Dowds recalls the company’s progress through to the late 1930s, when politics and war again affected the company. Through the war, BMW played a crucial role in Germany’s Luftwaffe, supplying conventional piston engines and the jet engines that powered the world’s first operational jet fighter—the Messerschmitt Me 262.
The defeat of Germany, economic catastrophe, and the partition of Germany could well have ended BMW. Somehow, that didn’t happen. Starting with manufacturing things as basic as home utensils, agricultural equipment, and bicycles, BMW began the slow, steady process of rebuilding.

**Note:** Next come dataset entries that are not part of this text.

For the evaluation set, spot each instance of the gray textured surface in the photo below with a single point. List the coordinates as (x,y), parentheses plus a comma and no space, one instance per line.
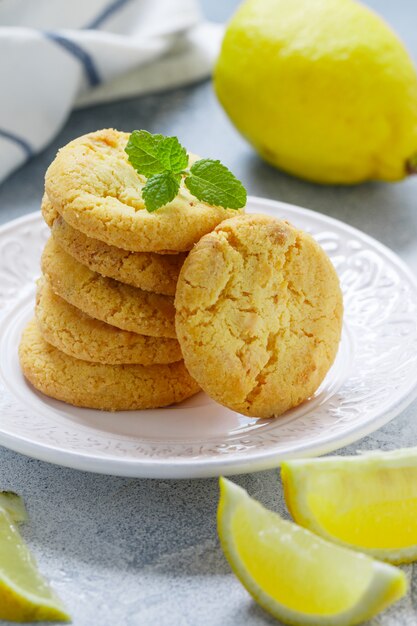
(145,552)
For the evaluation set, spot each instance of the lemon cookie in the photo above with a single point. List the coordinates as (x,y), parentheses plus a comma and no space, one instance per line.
(79,335)
(259,315)
(96,190)
(105,299)
(99,386)
(146,270)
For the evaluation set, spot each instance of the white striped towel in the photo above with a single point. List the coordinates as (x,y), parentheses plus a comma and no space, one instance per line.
(56,54)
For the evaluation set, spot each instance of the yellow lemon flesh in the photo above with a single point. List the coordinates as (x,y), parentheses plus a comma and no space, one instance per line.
(367,502)
(14,506)
(24,594)
(324,90)
(295,575)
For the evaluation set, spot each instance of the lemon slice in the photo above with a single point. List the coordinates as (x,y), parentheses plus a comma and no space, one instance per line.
(24,594)
(366,502)
(295,575)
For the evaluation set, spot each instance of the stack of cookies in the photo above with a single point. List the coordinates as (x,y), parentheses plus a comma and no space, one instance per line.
(104,330)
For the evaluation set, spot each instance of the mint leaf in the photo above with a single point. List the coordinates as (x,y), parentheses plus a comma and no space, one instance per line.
(172,155)
(153,154)
(142,149)
(212,182)
(160,189)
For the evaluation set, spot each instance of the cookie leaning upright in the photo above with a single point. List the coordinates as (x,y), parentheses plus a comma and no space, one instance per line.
(258,315)
(94,187)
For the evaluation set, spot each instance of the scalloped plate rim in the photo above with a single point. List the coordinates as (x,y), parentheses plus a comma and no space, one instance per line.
(209,467)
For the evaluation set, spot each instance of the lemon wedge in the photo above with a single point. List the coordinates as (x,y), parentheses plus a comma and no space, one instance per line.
(295,575)
(367,502)
(25,596)
(14,506)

In 1947, the Allied Occupation force approved re-starting motorcycle production. A year later, BMW was back in the motorcycle business with the R24—an improved version of the 250cc single-cylinder R23. By 1950, bikes up to 500cc could be produced, and the boxer twin returned as the R51/2.
From there, technological progression continued. However, as the 1950s ended, the aircraft and automobile divisions of the company were flat-lining financially, and the motorcycle division was losing out to the competition.
BMW soldiered on through the 1960s against intense competition for world markets, particularly the U.S., and the horsepower race was being lost to multi-cylinder two- and four-stroke powered bikes from Japan by the decade’s end.
In 1969, BMW fought back with the R75/5, followed in 1974 by the R75/6, and in ’77 with the R75/7—all powered by a new 50 horsepower 745cc boxer engine. Added to the line in 1973 were the 898cc R90/6 and R90/S. In 1976, to finally get into the horsepower range of top-line bikes from the competition, the R100 RS was introduced, putting out 70 horsepower, displacing 980cc.
Dowds covers the golden age for motorcycle design of the 1980s with superb coverage of BMW’s K series models, which departed from the boxer twin engine entirely with a longitudinal inline-four, and the revolutionary GS series, which featured bikes designed for off-road adventure.
Despite some radical new approaches, Dowds chronicles the continued survival and evolution of the boxer engine with the emergence of the “oilhead” engine in the early 1990s with the K 1100 RS. The decade even saw BMW bring out a factory custom, the radically styled R 1200 C that was famously featured in a James Bond movie, “Tomorrow Never Dies.”
In BMW Motorcycles – 100 Years, Dowds takes us through the years of the company’s state-of-the-art-defining technological advancements up to 2021, including an R 1200 GS that takes rider safety to the extreme—by eliminating the need for a rider to be aboard!
Alan Dowds has written four other books and has been a moto-journalist since 1994.
BMW Motorcycles – 100 Years Book Fast Facts
- Author: Allan Dowds
- Published: 2022
- Book: Hardcover, 240 9.75-by-12-inch pages, 300 color and black-and-white images and illustrations.